Bookmark Nominated for Emmy Award
May, 2007

Don Noble, host of BookmarkBookmark, after more than 200 intimate, literary conversations spanning almost two decades has been nominated for one of television's highest honors: an Emmy Award. As one of four programs nominated in the Southeast chapter, Bookmark joins the best of the best in a highly competitive field known for an abundance of sports and cultural programs. Host Dr. Don Noble calls the news a perfect way to kick off next year's anniversary celebration. Noble, a 35 year veteran professor of southern literature and journalism was drafted to his position by Center for Public Television and Radio producer Brent Davis almost twenty years ago. It was 1988. Larry King Live was taking baby steps. Booknotes was merely a glimmer in Brian Lamb's eye. And Bookmark was born. Since then Larry King Live has become a marathon, Booknotes produced its own offspring, and Noble retired from the English Department at the University of Alabama. But aside from the name change-originally it was dubbed Alabama Bound-Bookmark has stayed the course. To think that a show hinging on bookish conversations with the same old man doing the same old talking could survive nearly twenty years and still be thriving seems crazy, says Noble, adding, "It's not unlike marriage."

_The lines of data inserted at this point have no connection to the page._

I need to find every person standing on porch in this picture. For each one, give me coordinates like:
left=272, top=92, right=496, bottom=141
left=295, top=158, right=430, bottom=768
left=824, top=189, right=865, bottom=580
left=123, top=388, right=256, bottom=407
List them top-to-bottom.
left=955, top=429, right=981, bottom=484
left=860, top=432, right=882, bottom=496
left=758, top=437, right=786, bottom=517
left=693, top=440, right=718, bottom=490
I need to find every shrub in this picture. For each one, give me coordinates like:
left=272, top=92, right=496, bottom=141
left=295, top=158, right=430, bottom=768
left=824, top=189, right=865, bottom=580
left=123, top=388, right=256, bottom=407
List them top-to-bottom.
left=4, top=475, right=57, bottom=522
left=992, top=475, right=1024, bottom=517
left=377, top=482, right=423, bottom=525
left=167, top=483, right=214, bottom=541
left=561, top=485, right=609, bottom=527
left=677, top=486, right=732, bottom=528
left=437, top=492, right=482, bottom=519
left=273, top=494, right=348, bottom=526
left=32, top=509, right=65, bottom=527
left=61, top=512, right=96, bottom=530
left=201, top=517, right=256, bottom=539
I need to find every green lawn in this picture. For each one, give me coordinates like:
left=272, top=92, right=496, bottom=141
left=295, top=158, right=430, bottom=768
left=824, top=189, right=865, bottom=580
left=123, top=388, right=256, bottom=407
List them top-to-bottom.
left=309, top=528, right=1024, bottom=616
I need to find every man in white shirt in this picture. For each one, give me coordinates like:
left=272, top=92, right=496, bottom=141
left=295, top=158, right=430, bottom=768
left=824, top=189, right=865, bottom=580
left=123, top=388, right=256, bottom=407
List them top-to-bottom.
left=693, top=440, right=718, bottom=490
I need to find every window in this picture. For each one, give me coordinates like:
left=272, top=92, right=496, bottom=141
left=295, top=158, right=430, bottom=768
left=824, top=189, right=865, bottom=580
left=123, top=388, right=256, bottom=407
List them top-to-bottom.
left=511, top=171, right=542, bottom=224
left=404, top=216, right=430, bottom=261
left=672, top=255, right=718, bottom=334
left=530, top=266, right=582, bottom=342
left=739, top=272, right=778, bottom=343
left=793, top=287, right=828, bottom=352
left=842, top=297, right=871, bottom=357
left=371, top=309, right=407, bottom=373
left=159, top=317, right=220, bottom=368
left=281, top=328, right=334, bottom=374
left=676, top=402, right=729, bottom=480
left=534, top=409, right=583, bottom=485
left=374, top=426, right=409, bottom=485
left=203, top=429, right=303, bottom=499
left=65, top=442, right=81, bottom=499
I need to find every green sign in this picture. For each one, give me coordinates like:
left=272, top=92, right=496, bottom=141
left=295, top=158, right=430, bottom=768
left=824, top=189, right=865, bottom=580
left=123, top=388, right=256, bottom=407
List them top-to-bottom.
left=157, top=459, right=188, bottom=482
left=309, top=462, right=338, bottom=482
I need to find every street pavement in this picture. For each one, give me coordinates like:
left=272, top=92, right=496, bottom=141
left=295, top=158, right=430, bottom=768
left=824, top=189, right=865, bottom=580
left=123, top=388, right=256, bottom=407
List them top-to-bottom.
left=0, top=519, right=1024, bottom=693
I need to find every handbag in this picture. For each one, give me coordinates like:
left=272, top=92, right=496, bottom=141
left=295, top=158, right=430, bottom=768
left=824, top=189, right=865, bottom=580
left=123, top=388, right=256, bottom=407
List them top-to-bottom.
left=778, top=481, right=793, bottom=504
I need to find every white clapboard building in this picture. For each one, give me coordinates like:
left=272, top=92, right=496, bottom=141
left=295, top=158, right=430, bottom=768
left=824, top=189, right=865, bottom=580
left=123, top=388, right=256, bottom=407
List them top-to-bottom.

Noble, who won an Emmy in 1996 for co-writing the documentary I'm in the Truth Business with Davis, has interviewed a variety of authors from the unknown to the infamous. The 2006 season included four Pulitzer Prize winners (one a two-term U. S. Poet Laureate) and several best-selling authors (one whose move from writing about vampires to Jesus shocked her legions of fans). From the 13 episodes that appeared in 2006, four authors' excerpts comprised the compilation: Juan Williams discussed the writing of Eyes on the Prize, journalism's state of tameness, Fox News, and his Quaker heritage; Taylor Branch's topics included Maya Angelou, Dr. Martin Luther King, Jr., some surprise effects of the Civil Rights Movement, and the influence of television; Anne Rice, tells what it's like to go from writing about vampires to Jesus and to become an icon for gay America; and Rita Dove shares stories about the White House, promoting poetry for a television culture, and the visceral pleasure she experiences while reading.    As the "face" of Bookmark, Noble's contribution to the show's success is widely known. But without the invisible team behind the camera and in the edit bay, the show would not exist. Members currently include videographers Wade Woodall and Preston Sullivan, editors Rob Briscoe, Nick Rymer and Johnathan Morris. Crucial administrative personnel are Eva Lynch, Tamika Hewitt, Tammy Holloway, and Sara Zach. Ron Hamner and Dave Baughn provide engineering support. Wendy Reed produces and directs with director of television programming Dwight Cammeron and CPT&R director Elizabeth Brock.

The winners will be announced on June 23rd at the 33rd Annual Emmy Awards Presentation in Atlanta.